Clergy appeal for an end to violence
An impassioned appeal to the Mexican government to stamp out “growing uncontrolled violence” has come from a Catholic priest whose organization has exposed the country as being the most dangerous place for clergy in the whole of Latin America. In an interview with Aid to the Church in Need, the charity for persecuted and other suffering Christians, Father Sergio Omar, director of Mexico’s Catholic Multimedia Centre (CCM), said “we cannot remain silent” about a crisis where “religious freedom has been… seriously threatened by organized crime”.
Father Omar described how the CCM had exposed widespread corruption protecting attackers, saying that “killing a priest…symbolizes a demonstration of power by the criminal organizations”. His words come after Father Juan Garcia, 33, and Father Ruben Diaz, 50, were killed in separate attacks in their churches. On April 25, Fr. Moisés Fabila, the 84-year-old chaplain of the Choir of the Basilica of Our Lady of Guadalupe was found dead in Cuernavaca, the capital of the state of Morelos, south of Mexico City. Fr. Moisés had been kidnapped. The ransom demanded by his captors had been paid, but owing to the priest’s delicate health (he was in Cuernavaca to rest following an illness) he was unable to survive his captivity. He was the fourth priest to be found dead (three murdered and one the victim of a supposed accident) in less than a week. At least 24 priests have been murdered in Mexico within the last five years.

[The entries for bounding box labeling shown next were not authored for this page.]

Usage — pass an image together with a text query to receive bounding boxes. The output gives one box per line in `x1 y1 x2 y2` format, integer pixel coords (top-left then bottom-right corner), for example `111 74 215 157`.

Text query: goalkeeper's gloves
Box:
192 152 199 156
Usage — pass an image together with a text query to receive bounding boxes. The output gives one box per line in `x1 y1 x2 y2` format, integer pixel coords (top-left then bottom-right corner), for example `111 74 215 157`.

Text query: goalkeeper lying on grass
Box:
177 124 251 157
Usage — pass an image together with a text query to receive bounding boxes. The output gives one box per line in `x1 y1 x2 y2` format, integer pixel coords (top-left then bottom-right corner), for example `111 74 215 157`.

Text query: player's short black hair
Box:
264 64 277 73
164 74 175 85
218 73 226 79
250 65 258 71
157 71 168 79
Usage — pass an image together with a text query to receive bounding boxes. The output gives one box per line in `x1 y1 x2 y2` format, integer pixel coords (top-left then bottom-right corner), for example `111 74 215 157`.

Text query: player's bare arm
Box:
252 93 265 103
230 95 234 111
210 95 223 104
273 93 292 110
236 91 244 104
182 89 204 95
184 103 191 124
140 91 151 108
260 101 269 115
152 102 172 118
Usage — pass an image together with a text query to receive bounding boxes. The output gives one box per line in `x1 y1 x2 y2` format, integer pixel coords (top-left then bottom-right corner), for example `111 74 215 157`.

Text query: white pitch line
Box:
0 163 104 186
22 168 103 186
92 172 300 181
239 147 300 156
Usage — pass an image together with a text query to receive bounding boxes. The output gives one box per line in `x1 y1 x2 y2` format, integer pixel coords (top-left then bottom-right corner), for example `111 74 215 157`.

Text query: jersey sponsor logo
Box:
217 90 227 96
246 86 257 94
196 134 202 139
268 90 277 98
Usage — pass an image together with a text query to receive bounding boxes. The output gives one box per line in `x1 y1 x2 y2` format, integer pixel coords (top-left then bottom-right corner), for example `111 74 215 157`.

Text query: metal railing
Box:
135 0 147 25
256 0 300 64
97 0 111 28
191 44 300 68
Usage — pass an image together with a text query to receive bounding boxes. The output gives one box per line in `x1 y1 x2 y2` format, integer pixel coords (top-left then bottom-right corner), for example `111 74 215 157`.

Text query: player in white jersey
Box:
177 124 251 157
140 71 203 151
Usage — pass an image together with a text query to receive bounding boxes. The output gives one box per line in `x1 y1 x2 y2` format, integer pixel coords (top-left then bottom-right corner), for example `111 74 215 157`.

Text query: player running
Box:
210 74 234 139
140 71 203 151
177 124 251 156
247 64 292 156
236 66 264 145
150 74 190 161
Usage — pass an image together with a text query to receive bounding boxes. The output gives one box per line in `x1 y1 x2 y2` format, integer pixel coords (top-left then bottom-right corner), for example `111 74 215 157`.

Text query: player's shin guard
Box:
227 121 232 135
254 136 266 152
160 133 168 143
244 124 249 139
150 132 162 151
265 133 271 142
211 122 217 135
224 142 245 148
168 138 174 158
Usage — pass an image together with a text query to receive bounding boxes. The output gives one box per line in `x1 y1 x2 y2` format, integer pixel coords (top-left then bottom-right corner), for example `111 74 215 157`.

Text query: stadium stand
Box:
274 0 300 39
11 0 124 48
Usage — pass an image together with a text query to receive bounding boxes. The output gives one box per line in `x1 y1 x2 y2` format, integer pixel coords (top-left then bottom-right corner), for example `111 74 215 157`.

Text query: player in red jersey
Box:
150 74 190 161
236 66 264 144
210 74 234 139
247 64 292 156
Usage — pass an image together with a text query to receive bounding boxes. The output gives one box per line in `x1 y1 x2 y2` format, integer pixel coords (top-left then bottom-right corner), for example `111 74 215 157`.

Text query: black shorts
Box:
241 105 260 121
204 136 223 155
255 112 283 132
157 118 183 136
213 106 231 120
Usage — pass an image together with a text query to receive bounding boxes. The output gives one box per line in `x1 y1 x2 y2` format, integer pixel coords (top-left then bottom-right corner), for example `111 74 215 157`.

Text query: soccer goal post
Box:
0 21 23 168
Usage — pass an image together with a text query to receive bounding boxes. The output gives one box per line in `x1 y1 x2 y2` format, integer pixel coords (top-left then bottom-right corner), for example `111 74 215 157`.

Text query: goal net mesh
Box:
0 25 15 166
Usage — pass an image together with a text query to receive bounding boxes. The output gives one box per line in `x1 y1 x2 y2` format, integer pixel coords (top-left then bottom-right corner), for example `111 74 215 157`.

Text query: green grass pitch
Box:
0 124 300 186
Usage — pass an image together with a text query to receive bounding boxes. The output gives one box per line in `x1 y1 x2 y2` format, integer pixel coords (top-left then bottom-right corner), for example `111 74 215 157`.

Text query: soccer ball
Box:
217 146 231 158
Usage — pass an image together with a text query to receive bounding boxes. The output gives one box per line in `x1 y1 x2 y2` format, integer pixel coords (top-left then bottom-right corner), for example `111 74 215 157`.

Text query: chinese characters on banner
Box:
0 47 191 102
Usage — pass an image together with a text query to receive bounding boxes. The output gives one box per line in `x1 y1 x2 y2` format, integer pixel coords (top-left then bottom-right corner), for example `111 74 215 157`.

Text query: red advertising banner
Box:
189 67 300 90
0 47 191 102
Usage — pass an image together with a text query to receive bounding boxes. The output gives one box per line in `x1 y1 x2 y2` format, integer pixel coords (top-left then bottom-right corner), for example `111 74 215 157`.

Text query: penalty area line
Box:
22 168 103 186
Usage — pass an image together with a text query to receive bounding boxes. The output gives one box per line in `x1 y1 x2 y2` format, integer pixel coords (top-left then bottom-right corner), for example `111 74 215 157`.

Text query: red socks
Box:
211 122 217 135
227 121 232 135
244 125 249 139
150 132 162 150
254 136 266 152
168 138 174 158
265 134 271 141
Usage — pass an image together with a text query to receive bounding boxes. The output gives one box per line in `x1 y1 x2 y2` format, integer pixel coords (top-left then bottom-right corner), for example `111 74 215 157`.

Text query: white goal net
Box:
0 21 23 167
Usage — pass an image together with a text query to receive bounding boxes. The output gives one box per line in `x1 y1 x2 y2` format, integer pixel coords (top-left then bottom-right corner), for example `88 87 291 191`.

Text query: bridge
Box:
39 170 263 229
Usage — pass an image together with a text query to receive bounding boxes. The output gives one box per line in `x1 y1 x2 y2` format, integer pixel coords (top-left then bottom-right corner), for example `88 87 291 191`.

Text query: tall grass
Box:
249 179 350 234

Highlighting that many others are suffering besides priests, Father Omar said: “We cannot remain silent as the blood of thousands of Mexicans is shed. “This is why we are directing an urgent appeal to the federal government of Mexico, to the authorities of the various states and to the city governments. “We want them to guarantee that pastoral care can safely be carried out in regions beset by growing uncontrolled violence.”
Father Omar said drug cartels had formed alliances with some politicians and judges as well as members of the police and security forces which “causes decay in society from top to bottom”. Drug cartel violence is evident across all 32 Mexican states but it is particularly severe in some regions including Michoacán State whose Pacific coastline location means it is an important drug route. Finding Mexico to be the most dangerous country in Latin America for priests, the CCM is tracking attacks by gangs of kidnappers, shootings and bomb attacks against the Church, including Mexico City’s cathedral.
Illustrating the use of terror tactics by violent cartels within the country, the Catholic organization calculates that torture was involved in 80 percent of cases where priests were murdered. Father Omar’s book ‘Tragedy and Crucible – the Priesthood in Mexico’ details “veritable religious persecution” including the killing of Cardinal Juan Jésus Posadas Ocampo in Guadalajara airport as well as the murder of 47 priests and 15 Church workers between 1990 and 2017.
Father Omar’s publication – part-funded by Aid to the Church in Need (Mexico) – outlines the threats and violence used against priests, denouncing drug trafficking as well as corrupt government agencies, members of the police and contract killers. He said: “In 80 percent of the cases, the murderers use a modus operandi that includes everything from defamation to extortion, abduction to torture, kidnapping to murder.”
Saying that some state officials and media in Mexico are controlled by drug cartels and are carrying out “smear campaigns” against murdered clergy, Father Omar said: “Unscrupulous media [attempt to] explain or justify the murder of a priest by spreading all sorts of rumours – they sometimes accuse the victims of being alcoholics or even child molesters.”
In 2017 alone, the CCM noted 884 cases of threats and blackmail aimed at clergy and that at least 49 priests have been murdered within the last 30 years. Last year, Aid to the Church in Need provided about £180,000 (€207,000) to support projects in Mexico, including more than £12,000 ($17,300) in Mass stipends for 18 Jesuits working among the impoverished indigenous population.